Still, I’m not exaggerating when I say this is the biggest leap in consumer AI since ChatGPT first launched. The voice is warm—they use a voice called “Breeze” in the US, and it’s got these little breathing pauses and inflections that make it feel real. Too real, actually. I caught myself saying “please” and “thank you” to it. Out loud. In public.

Sam Altman posted on X last week that voice mode usage has doubled since the free rollout. I believe it. The convenience factor is insane. I used it to write this article’s outline while driving (don’t tell my editor). I used it to calm my niece down when she was upset about a bad grade. It gave her a little pep talk about how Einstein failed math.

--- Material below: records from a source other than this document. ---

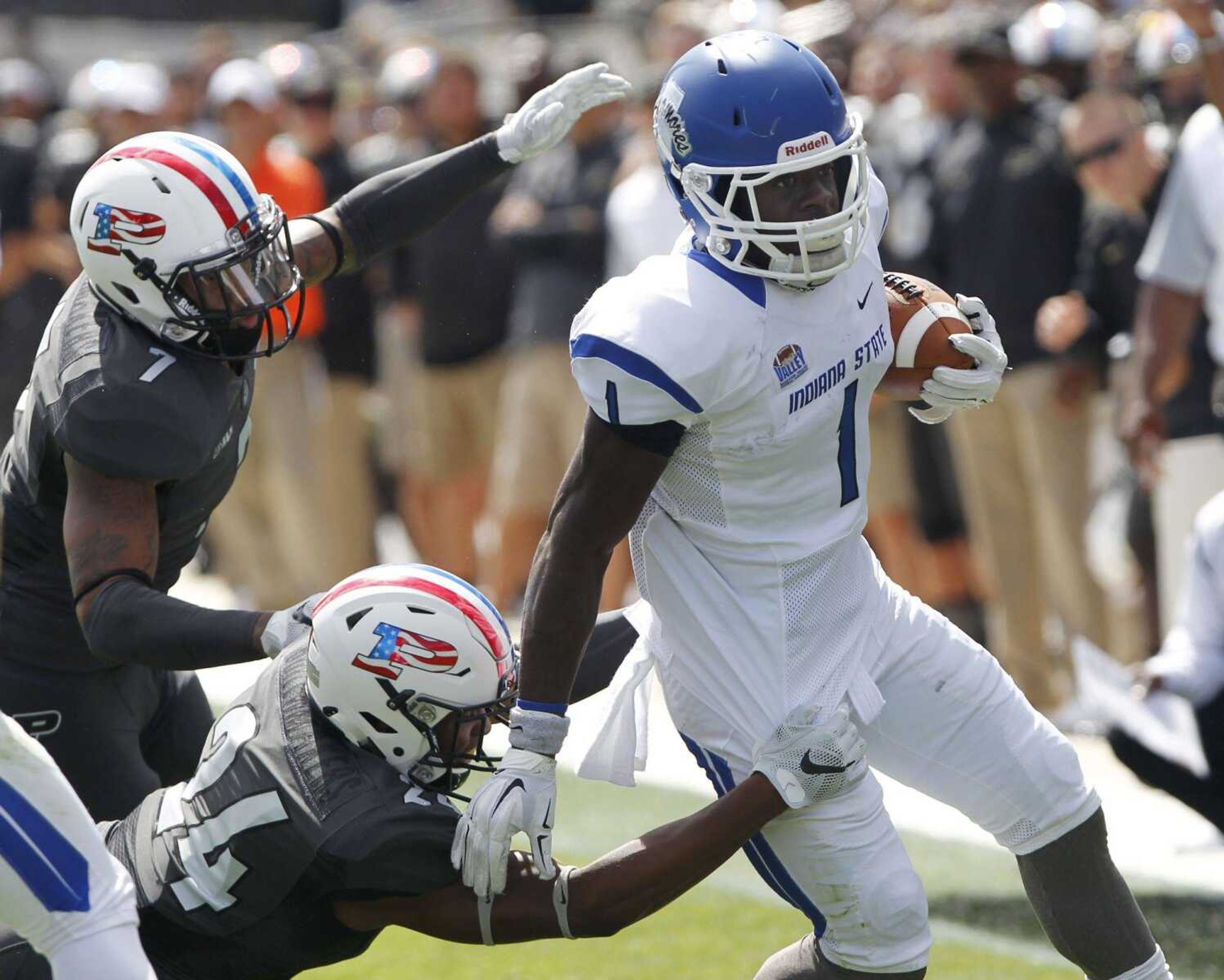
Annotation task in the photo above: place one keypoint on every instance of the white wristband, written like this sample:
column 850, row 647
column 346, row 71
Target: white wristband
column 485, row 908
column 561, row 901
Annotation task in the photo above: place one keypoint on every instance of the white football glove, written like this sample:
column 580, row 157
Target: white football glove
column 522, row 796
column 808, row 761
column 546, row 118
column 951, row 388
column 289, row 626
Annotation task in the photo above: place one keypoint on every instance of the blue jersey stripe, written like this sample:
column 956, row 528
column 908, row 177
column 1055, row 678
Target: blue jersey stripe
column 230, row 176
column 763, row 858
column 753, row 287
column 587, row 345
column 43, row 858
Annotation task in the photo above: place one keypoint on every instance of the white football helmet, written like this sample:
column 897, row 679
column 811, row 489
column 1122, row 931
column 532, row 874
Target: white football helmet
column 173, row 234
column 395, row 651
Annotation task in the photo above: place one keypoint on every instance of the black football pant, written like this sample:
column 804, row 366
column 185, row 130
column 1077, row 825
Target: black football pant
column 1205, row 796
column 118, row 735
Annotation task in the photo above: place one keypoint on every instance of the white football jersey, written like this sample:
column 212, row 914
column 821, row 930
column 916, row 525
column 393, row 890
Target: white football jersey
column 750, row 550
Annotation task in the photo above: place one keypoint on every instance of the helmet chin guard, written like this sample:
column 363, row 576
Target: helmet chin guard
column 741, row 111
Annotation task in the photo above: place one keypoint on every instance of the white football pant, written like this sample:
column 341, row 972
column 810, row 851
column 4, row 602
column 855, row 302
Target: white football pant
column 61, row 889
column 955, row 727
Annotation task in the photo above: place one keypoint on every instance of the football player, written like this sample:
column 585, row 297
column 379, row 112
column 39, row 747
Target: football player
column 138, row 418
column 320, row 811
column 729, row 388
column 61, row 889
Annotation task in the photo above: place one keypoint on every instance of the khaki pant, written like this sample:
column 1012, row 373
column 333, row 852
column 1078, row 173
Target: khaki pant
column 1024, row 467
column 453, row 418
column 343, row 442
column 542, row 422
column 272, row 529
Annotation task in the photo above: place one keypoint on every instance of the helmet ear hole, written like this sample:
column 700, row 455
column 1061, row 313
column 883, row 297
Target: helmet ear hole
column 128, row 294
column 377, row 724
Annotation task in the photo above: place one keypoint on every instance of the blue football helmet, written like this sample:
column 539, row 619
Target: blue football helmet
column 741, row 111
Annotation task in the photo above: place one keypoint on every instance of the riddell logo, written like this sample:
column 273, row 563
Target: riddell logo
column 813, row 144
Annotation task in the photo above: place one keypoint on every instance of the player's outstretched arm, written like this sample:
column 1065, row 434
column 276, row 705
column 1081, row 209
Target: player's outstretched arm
column 391, row 208
column 111, row 535
column 641, row 878
column 601, row 496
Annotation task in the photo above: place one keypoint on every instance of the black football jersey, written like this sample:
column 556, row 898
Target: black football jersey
column 106, row 392
column 237, row 870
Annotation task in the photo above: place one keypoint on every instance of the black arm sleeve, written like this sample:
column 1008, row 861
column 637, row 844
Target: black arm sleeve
column 131, row 623
column 610, row 644
column 391, row 208
column 660, row 438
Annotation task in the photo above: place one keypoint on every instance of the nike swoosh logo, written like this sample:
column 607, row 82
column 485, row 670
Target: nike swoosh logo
column 816, row 769
column 511, row 789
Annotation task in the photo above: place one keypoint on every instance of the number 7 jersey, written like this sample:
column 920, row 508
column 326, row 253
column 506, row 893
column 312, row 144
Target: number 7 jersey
column 750, row 549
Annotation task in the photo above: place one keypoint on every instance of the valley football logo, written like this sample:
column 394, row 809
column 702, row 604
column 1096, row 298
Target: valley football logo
column 398, row 649
column 671, row 134
column 790, row 364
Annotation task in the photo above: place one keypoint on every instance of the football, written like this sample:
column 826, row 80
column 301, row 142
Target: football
column 922, row 317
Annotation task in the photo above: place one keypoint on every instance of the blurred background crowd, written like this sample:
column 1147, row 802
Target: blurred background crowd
column 1062, row 161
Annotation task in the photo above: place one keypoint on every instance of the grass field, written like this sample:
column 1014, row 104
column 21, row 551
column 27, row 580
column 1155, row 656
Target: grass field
column 729, row 926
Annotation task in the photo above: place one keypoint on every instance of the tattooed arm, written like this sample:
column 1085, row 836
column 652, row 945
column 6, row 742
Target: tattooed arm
column 111, row 536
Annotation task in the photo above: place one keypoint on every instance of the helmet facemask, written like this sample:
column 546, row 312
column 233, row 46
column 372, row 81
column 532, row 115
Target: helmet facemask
column 796, row 254
column 446, row 766
column 230, row 300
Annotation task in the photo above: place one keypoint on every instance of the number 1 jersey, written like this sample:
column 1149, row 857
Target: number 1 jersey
column 748, row 553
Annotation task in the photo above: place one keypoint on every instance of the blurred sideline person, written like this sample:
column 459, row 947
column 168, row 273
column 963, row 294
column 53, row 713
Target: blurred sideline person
column 551, row 221
column 1023, row 467
column 138, row 419
column 258, row 531
column 917, row 527
column 1182, row 271
column 1191, row 665
column 61, row 889
column 1106, row 138
column 729, row 428
column 343, row 430
column 450, row 415
column 336, row 774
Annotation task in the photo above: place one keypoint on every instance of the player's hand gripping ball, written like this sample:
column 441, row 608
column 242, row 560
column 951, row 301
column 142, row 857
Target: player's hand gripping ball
column 948, row 352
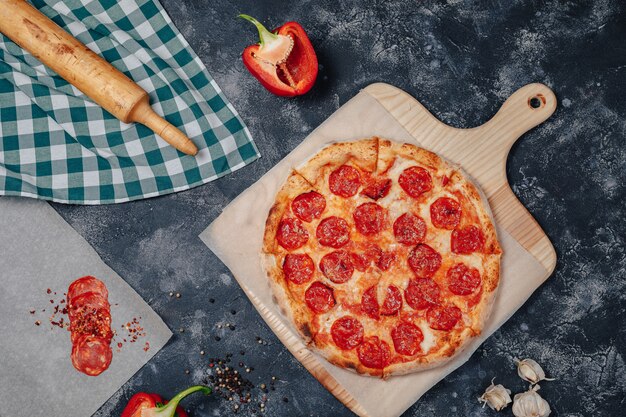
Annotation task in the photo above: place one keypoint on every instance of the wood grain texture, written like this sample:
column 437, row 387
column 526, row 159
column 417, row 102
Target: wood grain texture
column 85, row 70
column 482, row 152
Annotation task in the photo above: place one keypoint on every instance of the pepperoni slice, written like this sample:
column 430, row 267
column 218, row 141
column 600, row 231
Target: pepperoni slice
column 369, row 218
column 344, row 181
column 347, row 332
column 421, row 293
column 385, row 260
column 445, row 213
column 96, row 323
column 443, row 317
column 393, row 301
column 409, row 229
column 91, row 355
column 374, row 353
column 298, row 268
column 369, row 303
column 337, row 266
column 360, row 261
column 308, row 206
column 467, row 240
column 407, row 338
column 291, row 234
column 319, row 298
column 424, row 261
column 463, row 280
column 377, row 188
column 87, row 284
column 333, row 231
column 415, row 181
column 85, row 303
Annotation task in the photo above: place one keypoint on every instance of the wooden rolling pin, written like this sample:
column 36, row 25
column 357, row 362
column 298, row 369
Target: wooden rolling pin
column 85, row 70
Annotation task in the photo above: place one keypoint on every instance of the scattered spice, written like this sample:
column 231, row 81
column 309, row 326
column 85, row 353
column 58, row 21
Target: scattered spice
column 131, row 332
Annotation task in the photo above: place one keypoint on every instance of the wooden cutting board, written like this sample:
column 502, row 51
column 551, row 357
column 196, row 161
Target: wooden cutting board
column 386, row 111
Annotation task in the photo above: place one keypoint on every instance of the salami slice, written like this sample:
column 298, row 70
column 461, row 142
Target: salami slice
column 422, row 293
column 344, row 181
column 415, row 181
column 91, row 322
column 443, row 317
column 333, row 231
column 337, row 266
column 319, row 298
column 87, row 284
column 393, row 301
column 377, row 188
column 369, row 218
column 407, row 339
column 86, row 303
column 374, row 353
column 424, row 261
column 445, row 213
column 291, row 233
column 308, row 206
column 91, row 355
column 463, row 280
column 369, row 303
column 409, row 229
column 467, row 240
column 347, row 332
column 298, row 268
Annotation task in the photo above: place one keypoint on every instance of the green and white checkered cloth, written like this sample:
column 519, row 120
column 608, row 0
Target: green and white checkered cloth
column 58, row 145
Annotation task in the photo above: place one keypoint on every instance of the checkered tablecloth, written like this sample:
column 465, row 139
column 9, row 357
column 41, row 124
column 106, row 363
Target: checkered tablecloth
column 58, row 145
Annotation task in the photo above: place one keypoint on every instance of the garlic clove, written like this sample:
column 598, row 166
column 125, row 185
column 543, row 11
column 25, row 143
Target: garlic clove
column 530, row 404
column 531, row 371
column 496, row 396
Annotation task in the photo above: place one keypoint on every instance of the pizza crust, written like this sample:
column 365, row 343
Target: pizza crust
column 376, row 157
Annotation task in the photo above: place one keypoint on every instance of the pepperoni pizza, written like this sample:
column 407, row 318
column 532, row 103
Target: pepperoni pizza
column 384, row 255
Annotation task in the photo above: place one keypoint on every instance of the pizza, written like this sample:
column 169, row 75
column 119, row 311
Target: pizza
column 384, row 256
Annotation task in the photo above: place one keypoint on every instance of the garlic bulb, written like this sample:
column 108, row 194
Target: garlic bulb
column 530, row 371
column 530, row 404
column 496, row 397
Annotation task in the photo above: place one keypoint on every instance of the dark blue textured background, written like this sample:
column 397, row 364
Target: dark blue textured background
column 461, row 60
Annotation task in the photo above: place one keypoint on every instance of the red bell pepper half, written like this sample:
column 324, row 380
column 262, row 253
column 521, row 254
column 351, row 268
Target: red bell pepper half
column 152, row 405
column 284, row 61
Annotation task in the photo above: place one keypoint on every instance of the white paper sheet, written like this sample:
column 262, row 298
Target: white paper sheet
column 39, row 250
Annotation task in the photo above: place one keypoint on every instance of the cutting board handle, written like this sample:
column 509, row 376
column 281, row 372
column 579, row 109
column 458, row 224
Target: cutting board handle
column 526, row 108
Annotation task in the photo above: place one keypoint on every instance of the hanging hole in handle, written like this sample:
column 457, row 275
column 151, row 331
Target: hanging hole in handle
column 536, row 101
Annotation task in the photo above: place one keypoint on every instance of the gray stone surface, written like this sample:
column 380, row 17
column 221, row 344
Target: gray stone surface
column 461, row 60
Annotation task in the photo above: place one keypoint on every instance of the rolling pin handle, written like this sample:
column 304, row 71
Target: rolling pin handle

Corny, but it worked.

What I’m most curious about is where this goes next. OpenAI is reportedly testing real-time translation and even emotional tone detection. If you think voice mode is wild now, wait until it can tell you’re sad just from your voice and adjusts its responses. That’s either the future of mental health support or a Black Mirror episode waiting to happen.

For now, I’ll say this: try it. It’s free. Talk to it about your day. Ask it to tell you a story. It’ll probably surprise you. Just don’t expect it to understand your accent perfectly. We’re not there yet.